The passage information may be very early guided due to far braille blocks. For the guidance at a right time, the regions of a 1/5 height at top and bottom of the captured image are not used to recognition, respectively as shown in Fig. 8.
IV. SIMULATION RESULTS
The accuracies of the braille block detection and the passage information recognition are measured. We capture the sidewalk including the braille blocks which indicate the sections of only straight, of only turn, of combined turn and straight, of a crossroad, and of a crosswalk. Similar to actual capture situations for the sidewalk, the sidewalk videos for the simulation are captured with 25 degrees, 30 degrees, and 35 degrees angles relative to the ground as shown in Fig. 9. First 60 frames of the captured videos are utilized for the simulations. Table 1 shows the number of the simulation videos for the cases.
Table 2 shows the accuracy of the braille block detection. The braille blocks are almost accurately detected in case of the videos with the low capture angles. As the capture angle is larger, the far blocks are sometimes not detected or their types are incorrectly detected.
Capture angles | No. blocks | Correct detection | False detection | Not detected |
---|---|---|---|---|
25° | 431 | 414 | 15 | 2 |
30° | 532 | 505 | 22 | 5 |
35° | 641 | 588 | 38 | 15 |
The accuracy of the passage information recognition is shown in Table 3. The passage direction is almost recognized accurately for 25 degrees of the capture angle. When the capture angle is 30 or 35 degrees, the straight and crosswalk sections are well detected, but the recognition of the turn sections are sometimes wrong.
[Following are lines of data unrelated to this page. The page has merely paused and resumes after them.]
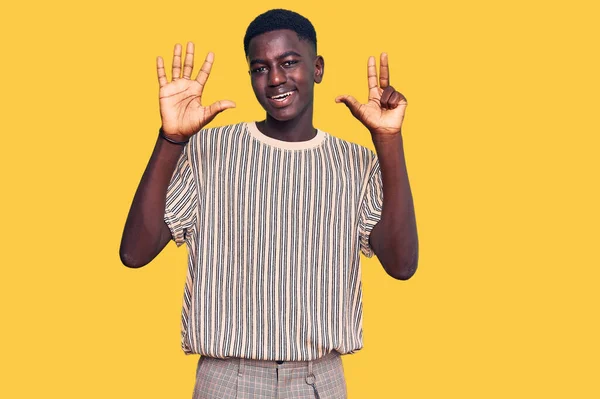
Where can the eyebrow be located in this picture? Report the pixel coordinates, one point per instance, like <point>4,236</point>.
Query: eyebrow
<point>286,54</point>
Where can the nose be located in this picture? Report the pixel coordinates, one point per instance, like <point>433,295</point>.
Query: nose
<point>276,77</point>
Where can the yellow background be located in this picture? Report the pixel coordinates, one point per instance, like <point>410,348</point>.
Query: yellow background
<point>501,139</point>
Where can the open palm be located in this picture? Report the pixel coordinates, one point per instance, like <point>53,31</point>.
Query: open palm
<point>384,111</point>
<point>181,108</point>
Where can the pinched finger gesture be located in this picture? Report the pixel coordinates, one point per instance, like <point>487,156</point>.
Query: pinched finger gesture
<point>181,107</point>
<point>384,111</point>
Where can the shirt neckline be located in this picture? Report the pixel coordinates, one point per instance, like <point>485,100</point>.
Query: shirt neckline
<point>286,145</point>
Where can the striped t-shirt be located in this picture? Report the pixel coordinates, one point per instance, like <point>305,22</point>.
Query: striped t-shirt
<point>274,231</point>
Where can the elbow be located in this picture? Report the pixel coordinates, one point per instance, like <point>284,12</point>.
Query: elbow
<point>131,261</point>
<point>402,269</point>
<point>403,273</point>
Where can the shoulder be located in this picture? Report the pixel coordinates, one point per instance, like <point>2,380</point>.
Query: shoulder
<point>209,134</point>
<point>351,151</point>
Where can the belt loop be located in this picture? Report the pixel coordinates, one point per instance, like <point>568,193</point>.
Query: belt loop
<point>311,380</point>
<point>241,366</point>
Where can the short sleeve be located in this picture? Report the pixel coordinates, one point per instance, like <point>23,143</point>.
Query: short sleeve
<point>370,209</point>
<point>182,198</point>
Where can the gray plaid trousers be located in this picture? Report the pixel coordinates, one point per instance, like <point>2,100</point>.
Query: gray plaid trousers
<point>236,378</point>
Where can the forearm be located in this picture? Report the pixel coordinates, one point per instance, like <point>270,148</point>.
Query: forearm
<point>394,238</point>
<point>145,233</point>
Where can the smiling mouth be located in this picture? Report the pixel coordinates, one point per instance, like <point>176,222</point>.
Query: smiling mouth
<point>281,97</point>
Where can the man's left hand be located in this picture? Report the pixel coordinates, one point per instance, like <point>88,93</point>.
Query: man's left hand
<point>384,111</point>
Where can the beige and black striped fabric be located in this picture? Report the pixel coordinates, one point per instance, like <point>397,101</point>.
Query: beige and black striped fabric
<point>274,231</point>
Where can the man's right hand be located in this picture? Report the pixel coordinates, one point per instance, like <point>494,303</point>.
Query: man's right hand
<point>181,108</point>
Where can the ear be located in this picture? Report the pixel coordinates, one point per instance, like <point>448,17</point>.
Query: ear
<point>319,69</point>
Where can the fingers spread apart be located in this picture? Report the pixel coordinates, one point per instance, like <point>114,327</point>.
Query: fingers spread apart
<point>390,98</point>
<point>204,72</point>
<point>188,64</point>
<point>160,69</point>
<point>176,69</point>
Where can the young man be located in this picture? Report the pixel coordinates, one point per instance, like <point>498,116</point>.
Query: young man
<point>275,215</point>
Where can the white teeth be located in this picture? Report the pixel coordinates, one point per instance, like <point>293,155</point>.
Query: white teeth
<point>282,96</point>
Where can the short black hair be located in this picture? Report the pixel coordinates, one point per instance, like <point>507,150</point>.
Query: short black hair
<point>281,19</point>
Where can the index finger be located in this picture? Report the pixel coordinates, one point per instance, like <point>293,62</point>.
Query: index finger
<point>384,71</point>
<point>372,77</point>
<point>160,69</point>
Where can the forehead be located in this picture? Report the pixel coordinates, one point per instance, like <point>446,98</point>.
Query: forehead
<point>272,44</point>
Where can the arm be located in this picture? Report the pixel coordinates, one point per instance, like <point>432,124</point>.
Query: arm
<point>394,238</point>
<point>146,232</point>
<point>182,114</point>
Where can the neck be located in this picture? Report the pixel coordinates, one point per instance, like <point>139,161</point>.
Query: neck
<point>297,129</point>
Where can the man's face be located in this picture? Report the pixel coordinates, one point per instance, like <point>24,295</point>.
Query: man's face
<point>283,71</point>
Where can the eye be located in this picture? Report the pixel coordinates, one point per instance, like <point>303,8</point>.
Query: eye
<point>258,70</point>
<point>290,63</point>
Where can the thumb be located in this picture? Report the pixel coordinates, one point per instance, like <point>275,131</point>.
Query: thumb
<point>351,102</point>
<point>218,107</point>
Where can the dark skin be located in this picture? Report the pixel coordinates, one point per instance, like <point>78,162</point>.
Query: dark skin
<point>283,71</point>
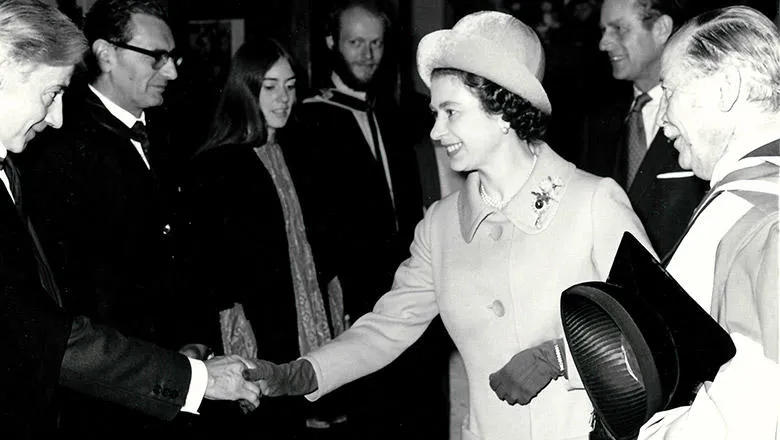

Table 4 shows the result of the obstacle object detection. The obstacle objects are accurately detected. However, the unlearned object cannot be detected. In order to solve this problem, more various types of obstacle objects need to be trained in the network.
V. CONCLUSION
In this paper, we proposed the recognition method of the passage information about the sidewalk by detecting the braille block through deep learning. The braille blocks and the obstacles were individually detected by YOLOv7. The passage information about the sidewalk was recognized by analyzing the placement of the braille blocks. Either the passage information or the warning information about the obstacles was guided by voice for the visually impaired person. In the simulation results, the accuracy of the passage information recognition was about 85%. The proposed method may be helped for not only the guidance for the visually impaired person but also autonomous driving of robots on the sidewalk.